Presentato al Festival di Cannes e ora finalmente in home video Parthénos/Lucky Red/Mustang su distribuzione CG Entertainment, L’Albero Dei Frutti Selvatici segna un passo in avanti nella filmografia di Nuri Bilge Ceylan. Come ne Il Regno D’inverno, ma questa volta dal punto di vista di un giovane, il regista turco narra la ricerca della propria identità di Sinan Karasu (Dogu Demirkol): di ritorno nella sua casa di Can, villaggio situato nei pressi dei resti di Troia dove vive la sua famiglia, coltiva il sogno di diventare uno scrittore e desidera pubblica un manoscritto in cui racconta il mondo dal suo personale punto di vista. Sinan però deve fare i conti con i debiti accumulati dal padre Idris (Murat Cemcir) attraverso le scommesse sulle corse dei cavalli, con i creditori che gli mettono il fiato sul collo per ottenere la restituzione del denaro…

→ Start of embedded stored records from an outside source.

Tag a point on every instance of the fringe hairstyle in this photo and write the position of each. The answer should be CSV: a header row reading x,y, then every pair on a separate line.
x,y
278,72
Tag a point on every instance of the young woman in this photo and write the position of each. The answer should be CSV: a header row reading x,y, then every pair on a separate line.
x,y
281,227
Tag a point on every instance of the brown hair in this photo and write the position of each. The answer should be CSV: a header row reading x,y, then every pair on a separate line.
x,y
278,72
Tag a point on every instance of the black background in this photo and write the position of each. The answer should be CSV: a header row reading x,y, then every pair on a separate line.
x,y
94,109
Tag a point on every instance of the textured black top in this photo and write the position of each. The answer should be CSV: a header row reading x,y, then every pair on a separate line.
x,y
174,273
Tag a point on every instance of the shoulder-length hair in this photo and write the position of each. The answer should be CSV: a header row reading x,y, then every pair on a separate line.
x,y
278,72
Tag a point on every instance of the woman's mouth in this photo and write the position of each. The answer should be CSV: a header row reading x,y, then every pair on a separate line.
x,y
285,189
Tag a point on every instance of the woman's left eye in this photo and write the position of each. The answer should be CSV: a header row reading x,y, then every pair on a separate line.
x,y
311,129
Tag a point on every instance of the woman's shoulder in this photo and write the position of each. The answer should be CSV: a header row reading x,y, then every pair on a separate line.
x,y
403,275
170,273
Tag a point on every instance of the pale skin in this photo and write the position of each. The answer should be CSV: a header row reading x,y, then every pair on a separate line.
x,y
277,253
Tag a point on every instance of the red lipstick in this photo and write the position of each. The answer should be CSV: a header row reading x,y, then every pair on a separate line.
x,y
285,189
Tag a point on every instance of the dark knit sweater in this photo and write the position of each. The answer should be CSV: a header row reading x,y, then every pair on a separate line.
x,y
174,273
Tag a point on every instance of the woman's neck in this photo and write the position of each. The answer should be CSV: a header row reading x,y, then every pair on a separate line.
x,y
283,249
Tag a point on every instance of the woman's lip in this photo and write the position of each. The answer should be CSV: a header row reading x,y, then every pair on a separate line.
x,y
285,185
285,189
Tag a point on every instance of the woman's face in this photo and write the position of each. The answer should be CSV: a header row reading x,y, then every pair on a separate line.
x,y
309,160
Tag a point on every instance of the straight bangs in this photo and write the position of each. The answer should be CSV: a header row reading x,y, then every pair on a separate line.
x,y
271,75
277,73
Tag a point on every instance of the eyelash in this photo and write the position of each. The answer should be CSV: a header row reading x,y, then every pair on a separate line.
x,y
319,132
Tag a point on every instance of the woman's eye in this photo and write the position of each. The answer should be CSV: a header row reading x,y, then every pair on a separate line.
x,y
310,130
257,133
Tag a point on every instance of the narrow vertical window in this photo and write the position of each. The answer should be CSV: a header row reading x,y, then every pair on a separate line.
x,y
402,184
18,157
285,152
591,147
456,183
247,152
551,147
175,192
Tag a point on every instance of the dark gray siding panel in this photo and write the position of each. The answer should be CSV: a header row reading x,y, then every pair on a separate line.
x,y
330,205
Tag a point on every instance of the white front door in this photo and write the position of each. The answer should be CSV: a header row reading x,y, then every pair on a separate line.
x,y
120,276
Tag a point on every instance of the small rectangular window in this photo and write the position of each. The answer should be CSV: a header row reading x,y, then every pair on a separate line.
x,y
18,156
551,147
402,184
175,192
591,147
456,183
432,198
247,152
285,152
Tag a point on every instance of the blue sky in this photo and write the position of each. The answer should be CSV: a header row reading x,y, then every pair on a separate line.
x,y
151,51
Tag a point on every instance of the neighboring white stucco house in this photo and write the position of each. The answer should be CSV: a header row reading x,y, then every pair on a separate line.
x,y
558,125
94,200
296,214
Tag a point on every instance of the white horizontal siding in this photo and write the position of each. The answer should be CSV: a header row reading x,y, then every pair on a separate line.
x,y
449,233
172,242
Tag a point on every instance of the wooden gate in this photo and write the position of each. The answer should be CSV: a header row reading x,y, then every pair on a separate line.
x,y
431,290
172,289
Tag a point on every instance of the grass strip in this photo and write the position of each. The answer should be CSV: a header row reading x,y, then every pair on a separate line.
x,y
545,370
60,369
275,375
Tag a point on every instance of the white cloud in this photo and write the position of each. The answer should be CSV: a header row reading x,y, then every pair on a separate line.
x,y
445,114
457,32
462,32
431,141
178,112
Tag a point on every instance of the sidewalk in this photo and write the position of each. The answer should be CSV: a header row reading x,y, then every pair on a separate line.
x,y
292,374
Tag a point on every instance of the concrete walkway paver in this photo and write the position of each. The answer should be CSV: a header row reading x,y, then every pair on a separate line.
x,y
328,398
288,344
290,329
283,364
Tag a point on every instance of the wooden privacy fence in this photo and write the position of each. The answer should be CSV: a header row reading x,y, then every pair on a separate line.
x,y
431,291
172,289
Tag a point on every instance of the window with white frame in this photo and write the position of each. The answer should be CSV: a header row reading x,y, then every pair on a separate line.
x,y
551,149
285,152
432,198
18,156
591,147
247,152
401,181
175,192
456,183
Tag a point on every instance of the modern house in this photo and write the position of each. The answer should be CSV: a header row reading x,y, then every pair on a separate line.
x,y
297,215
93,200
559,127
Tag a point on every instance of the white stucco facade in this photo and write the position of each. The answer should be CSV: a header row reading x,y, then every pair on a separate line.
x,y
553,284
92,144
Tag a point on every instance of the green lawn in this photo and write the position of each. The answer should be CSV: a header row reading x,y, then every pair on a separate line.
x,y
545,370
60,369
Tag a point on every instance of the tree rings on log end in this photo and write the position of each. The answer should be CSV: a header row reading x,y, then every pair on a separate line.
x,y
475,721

L’ALBERO DEI FRUTTI SELVATICI, LA CONTRAPPOSIZIONE VECCHIO-NUOVO
Il rapporto tra padre e figlio e la contrapposizione tra vecchio e nuovo al centro dell’ultimo lungometraggio di Ceylan: uno scontro generazionale in una Turchia immobile e impantanata nel conservatorismo religioso, in bilico tra tradizione e modernità proprio come il protagonista. A risolvere questo conflitto dopo tre ore immersive sarà la scena finale, con Ceylan che lascerà allo spettatore la possibilità di scegliere quale finale sia quello reale e quale quello desiderato. E nel mezzo de L’albero Dei Frutti Selvatici c’è tanto, ma non troppo: un film denso, ricco di stratificazioni come visivamente testimoniato dalla sovrimpressione in apertura del mare, riflesso su una finestra, sul volto di Sinan.

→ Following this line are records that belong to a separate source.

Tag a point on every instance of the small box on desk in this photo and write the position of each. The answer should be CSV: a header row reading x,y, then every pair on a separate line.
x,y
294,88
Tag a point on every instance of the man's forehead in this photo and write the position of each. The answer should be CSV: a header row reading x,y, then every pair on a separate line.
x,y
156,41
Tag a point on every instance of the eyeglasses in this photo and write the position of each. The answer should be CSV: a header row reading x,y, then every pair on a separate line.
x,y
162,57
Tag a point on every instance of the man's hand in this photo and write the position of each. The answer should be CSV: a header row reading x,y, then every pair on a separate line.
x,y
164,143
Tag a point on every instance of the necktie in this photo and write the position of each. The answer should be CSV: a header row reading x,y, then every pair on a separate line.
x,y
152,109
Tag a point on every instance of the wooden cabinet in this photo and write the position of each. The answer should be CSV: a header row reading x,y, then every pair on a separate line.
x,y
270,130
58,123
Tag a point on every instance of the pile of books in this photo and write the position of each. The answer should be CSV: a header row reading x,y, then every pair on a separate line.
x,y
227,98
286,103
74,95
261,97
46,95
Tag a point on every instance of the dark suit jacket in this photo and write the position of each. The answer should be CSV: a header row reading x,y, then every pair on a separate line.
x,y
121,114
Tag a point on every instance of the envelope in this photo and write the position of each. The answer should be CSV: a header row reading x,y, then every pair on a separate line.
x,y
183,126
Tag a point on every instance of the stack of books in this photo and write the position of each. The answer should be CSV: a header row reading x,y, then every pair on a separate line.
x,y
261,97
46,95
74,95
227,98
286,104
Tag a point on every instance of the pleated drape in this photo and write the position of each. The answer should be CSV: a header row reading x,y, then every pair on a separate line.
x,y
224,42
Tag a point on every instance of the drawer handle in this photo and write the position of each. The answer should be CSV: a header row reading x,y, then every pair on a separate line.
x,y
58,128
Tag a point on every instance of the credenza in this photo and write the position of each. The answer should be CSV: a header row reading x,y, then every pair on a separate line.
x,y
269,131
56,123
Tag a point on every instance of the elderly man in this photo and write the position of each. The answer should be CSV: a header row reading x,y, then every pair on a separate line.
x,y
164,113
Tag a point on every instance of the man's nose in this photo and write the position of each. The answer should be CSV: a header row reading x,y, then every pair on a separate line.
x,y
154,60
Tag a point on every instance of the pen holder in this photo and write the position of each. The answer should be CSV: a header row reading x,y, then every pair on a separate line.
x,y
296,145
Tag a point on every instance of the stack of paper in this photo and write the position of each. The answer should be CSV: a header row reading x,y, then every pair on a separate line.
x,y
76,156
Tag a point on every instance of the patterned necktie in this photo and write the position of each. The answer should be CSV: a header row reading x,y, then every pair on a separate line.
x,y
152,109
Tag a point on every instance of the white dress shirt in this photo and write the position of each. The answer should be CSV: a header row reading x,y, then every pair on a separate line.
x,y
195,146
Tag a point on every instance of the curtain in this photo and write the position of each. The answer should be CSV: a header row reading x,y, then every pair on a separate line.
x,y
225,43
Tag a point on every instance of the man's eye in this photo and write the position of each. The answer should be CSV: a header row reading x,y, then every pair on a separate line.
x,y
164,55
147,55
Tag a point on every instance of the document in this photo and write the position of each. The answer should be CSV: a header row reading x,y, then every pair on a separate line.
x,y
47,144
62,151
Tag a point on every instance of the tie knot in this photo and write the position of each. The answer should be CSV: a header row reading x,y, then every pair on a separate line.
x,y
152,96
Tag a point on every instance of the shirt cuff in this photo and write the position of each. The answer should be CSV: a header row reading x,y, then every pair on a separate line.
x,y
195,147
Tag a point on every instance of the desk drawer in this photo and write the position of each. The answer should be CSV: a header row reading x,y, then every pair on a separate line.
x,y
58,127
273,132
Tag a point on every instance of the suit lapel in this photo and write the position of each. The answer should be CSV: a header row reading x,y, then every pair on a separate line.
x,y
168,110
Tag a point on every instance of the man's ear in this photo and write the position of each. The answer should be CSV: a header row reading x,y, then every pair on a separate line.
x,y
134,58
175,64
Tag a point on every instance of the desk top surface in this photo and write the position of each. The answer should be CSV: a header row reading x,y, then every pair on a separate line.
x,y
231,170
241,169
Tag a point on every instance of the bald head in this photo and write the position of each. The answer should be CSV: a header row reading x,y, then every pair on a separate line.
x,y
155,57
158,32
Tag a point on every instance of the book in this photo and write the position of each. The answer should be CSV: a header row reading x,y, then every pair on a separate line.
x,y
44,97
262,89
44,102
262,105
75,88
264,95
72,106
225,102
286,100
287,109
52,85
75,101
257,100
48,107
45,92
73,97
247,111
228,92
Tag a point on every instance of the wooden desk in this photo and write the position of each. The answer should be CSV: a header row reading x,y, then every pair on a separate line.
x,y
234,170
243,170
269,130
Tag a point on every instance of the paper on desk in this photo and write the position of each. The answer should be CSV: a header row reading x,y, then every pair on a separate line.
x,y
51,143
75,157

La lunghezza non comune del film non viene percepita, il ritmo rilassante trasporta lo spettatore in una narrazione piacevole e ricca di spunti: la sceneggiatura, firmata dallo stesso regista con Akin Aksu e Ebru Ceylan, è ricca di dicotomie intersecate che si rifanno sempre all’emancipazione dell’aspirante scrittore. Tentare di superare l’esame di stato per diventare insegnante o continuare a raccogliere il denaro necessario per pubblicare il suo romanzo? Puntare sulla sua visione dell’universo oppure scrivere una guida turistica come consigliato dal sindaco di Canakkale? O ancora: “subire” la realtà concreta o gettarsi sul desiderio di un altro destino?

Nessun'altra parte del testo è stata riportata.